2.5 Outlier detection

2.5.1 Visualize graph distribution

The first is visual graphic distribution recognition, filter out numerical variables, and use boxlpot to see the distribution.

# Extract numeric fields
library(ggplot2)
nums <- unlist(lapply(alldata, is.numeric))
nums_data <- alldata[, nums]

# data deformation
nums_data.new <- nums_data %>%
    as.data.frame %>%
    mutate(Cell = rownames(.)) %>%
    gather(., key = colname, value = "value", -Cell)

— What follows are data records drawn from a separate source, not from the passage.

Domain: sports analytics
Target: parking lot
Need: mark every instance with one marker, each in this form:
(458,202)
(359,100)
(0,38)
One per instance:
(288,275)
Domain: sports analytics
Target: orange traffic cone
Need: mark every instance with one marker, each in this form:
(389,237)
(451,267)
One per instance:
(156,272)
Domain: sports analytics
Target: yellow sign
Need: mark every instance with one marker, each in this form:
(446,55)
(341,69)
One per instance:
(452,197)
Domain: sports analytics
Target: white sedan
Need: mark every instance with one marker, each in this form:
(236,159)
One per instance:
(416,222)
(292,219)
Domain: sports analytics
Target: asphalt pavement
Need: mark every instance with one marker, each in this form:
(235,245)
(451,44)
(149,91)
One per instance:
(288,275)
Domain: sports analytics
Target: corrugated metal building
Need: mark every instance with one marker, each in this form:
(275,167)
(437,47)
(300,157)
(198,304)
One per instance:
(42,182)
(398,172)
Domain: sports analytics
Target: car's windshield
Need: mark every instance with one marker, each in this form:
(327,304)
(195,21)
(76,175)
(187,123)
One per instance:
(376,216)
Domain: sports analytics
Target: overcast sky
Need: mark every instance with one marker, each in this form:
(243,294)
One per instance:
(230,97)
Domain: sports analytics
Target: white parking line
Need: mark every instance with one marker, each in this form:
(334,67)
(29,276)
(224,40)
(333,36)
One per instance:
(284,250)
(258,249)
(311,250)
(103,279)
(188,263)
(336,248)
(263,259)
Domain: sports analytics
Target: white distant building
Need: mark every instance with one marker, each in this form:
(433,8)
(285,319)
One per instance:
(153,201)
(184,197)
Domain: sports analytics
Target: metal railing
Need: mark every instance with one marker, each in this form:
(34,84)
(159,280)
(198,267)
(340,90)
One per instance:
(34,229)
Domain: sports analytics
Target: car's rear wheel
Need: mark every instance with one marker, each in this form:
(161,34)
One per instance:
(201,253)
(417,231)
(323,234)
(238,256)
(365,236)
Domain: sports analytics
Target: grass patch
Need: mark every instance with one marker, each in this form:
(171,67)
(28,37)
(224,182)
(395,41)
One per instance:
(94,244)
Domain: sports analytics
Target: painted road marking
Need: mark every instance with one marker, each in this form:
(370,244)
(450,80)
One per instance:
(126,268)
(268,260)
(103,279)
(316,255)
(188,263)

# Draw a boxplot with ggplot
ggplot(data = nums_data.new, aes(x = colname, y = value)) + geom_boxplot(aes(1)) +
    facet_wrap(~colname, scales = "free") + theme_grey() + labs(title = "Outlier Detection On Numeric Data By Boxplot",
    x = "Numeric Columns", y = "") + theme(legend.position = "top") + theme_bw()

2.5.2 Z-score

# Define a function to identify outliers, x is the input data (matrix or df), zs is the abnormal critical value, z-score exceeding zs is identified as outliers
outliers = function(x, zs) {
    temp <- abs(apply(x, 1, scale))
    return(x[temp > zs])
}
# Print out the value of z-score<3
outliers(nums_data, 5)

## integer(0)

2.6 Duplicate value handling

alldata_1<- unique(alldata)

Duplicate value detection is required, but in this data set, it is normal for duplicate values to appear, so after performing duplicate value detection, the duplicate values are not deleted, and the original data set is still used.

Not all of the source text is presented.